Mediapriangan.com - Indosat Ooredoo Hutchison memperkenalkan Inisiatif Kios di SMK Walang Jaya pada 17 November 2025 sebagai bagian dari penguatan model pendidikan vokasi di sekolah.
Program ini dirancang sebagai ruang praktik siswa untuk belajar mengelola bisnis ritel telekomunikasi secara langsung, sekaligus memperkuat hubungan antara dunia pendidikan dan industri.
Melalui Inisiatif Kios, siswa dari berbagai jurusan, mulai dari Teknik Otomotif, Akuntansi, hingga Tata Kelola Perkantoran, mendapat kesempatan mempraktikkan pengelolaan usaha secara nyata.
Para siswa belajar operasional harian, pencatatan transaksi, serta teknik layanan pelanggan yang sesuai standar industri. Model ini menekankan pendekatan experiential learning, di mana siswa memahami proses bisnis melalui pengalaman langsung.
“Kami percaya pendidikan vokasi merupakan kunci penting dalam mencetak generasi muda yang mandiri dan siap kerja,” ujar Chandra Pradyot Singh, EVP – Head of Circle Jakarta Raya (JAYA) Indosat Ooredoo Hutchison.

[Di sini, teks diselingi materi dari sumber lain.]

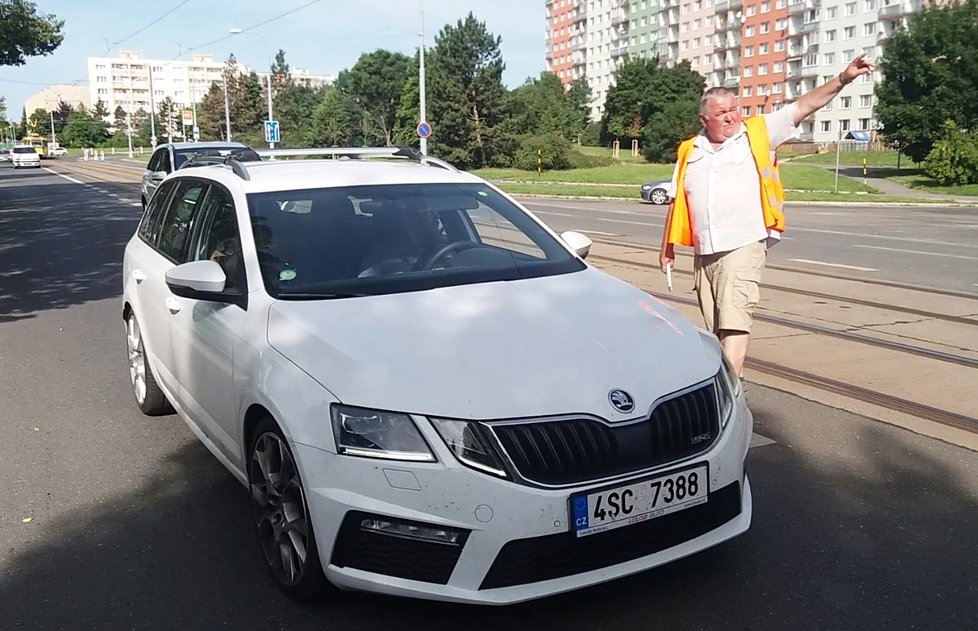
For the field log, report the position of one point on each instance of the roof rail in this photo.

“Melalui kolaborasi ini, siswa tidak hanya memahami teori bisnis, tetapi juga mengasah kemampuan manajerial dan finansial yang menjadi bekal penting saat mereka terjun ke dunia industri,” tambahnya.
Kehadiran Inisiatif Kios SMK Walang Jaya menjadi bagian dari upaya Indosat untuk memperluas dampak program pendidikan vokasi, terutama yang berkaitan dengan pemahaman teknologi dan bisnis digital.
Program ini terintegrasi dengan kurikulum sekolah melalui pengakuan sebagai Praktik Kerja Lapangan (PKL), sehingga siswa mendapatkan nilai akademis sekaligus pengalaman dunia kerja.
Tak hanya memfasilitasi praktik ritel telekomunikasi, Indosat juga memperkuat kompetensi siswa lewat pelatihan tematik seperti seminar teknologi seluler, distribusi digital, hingga literasi AI.
Semua kegiatan ini dirancang untuk menyiapkan lulusan SMK yang mampu beradaptasi dengan transformasi digital dan kebutuhan industri modern.